10 - UM CORAÇÃO LONGE DA ALEGRIA E DA FESTA
“Quando voltava, já perto de casa ouviu músicas e danças. Chamando um servo,
perguntou-lhe o que estava acontecendo. Este lhe disse: ‘É teu irmão que voltou
e teu pai matou o novilho cevado, porque o recuperou com saúde” (Lc. 15,25-27).
Há uma tônica forte no quadro de Rembrandt: a incapacidade do filho mais velho de partilhar da alegria
de seu pai. Ao voltar do campo, percebeu que havia alegria na casa. Imediatamente, suspeitou do que
estava acontecendo. Uma vez que assumiu essa atitude de desconfiança, deixou de ser espontâneo a tal
ponto que nem a alegria pode despertar alegria. A experiência e a partilha da alegria eram totalmente
estranhas para a ele; a alegria dos outros resulta-lhe insuportável.

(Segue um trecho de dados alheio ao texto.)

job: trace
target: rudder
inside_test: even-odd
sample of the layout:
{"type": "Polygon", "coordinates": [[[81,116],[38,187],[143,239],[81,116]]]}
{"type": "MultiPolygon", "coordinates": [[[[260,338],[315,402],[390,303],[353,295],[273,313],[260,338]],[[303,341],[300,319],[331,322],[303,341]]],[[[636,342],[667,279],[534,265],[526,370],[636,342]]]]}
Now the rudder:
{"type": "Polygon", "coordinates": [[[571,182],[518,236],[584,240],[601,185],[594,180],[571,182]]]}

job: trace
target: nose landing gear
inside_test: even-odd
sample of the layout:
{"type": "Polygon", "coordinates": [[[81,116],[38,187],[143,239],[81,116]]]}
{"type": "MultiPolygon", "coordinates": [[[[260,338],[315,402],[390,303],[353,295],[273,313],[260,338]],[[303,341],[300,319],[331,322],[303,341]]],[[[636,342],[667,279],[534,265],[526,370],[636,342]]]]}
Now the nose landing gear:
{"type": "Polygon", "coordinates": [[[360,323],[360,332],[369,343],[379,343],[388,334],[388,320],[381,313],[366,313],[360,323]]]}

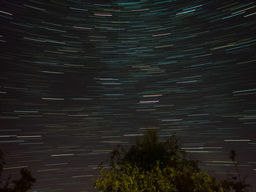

“Chamando um servo, perguntou-lhe o que estava acontecendo”.
Na pergunta há o medo de que ele tenha sido excluído novamente, que alguém não lhe tenha contado o
que estava se passando, que ele tenha sido mantido à margem dos acontecimentos.
Porque não ama, não se sente amado; e porque não se sente amado, é desconfiado e ciumento. Do começo
ao fim da parábola, o filho mais velho não manifesta nenhum sinal de felicidade interior. Suas atitudes e
reações estão dominadas pelo desejo insatisfeito e pela inveja. Sua pergunta revela-nos que, afetivamente,
ele estava mais longe do coração do pai do que o filho mais novo, pois este, mesmo estando fisicamente
longe, e cuidando dos porcos, lembrou-se da casa, da bondade e do sofrimento do pai.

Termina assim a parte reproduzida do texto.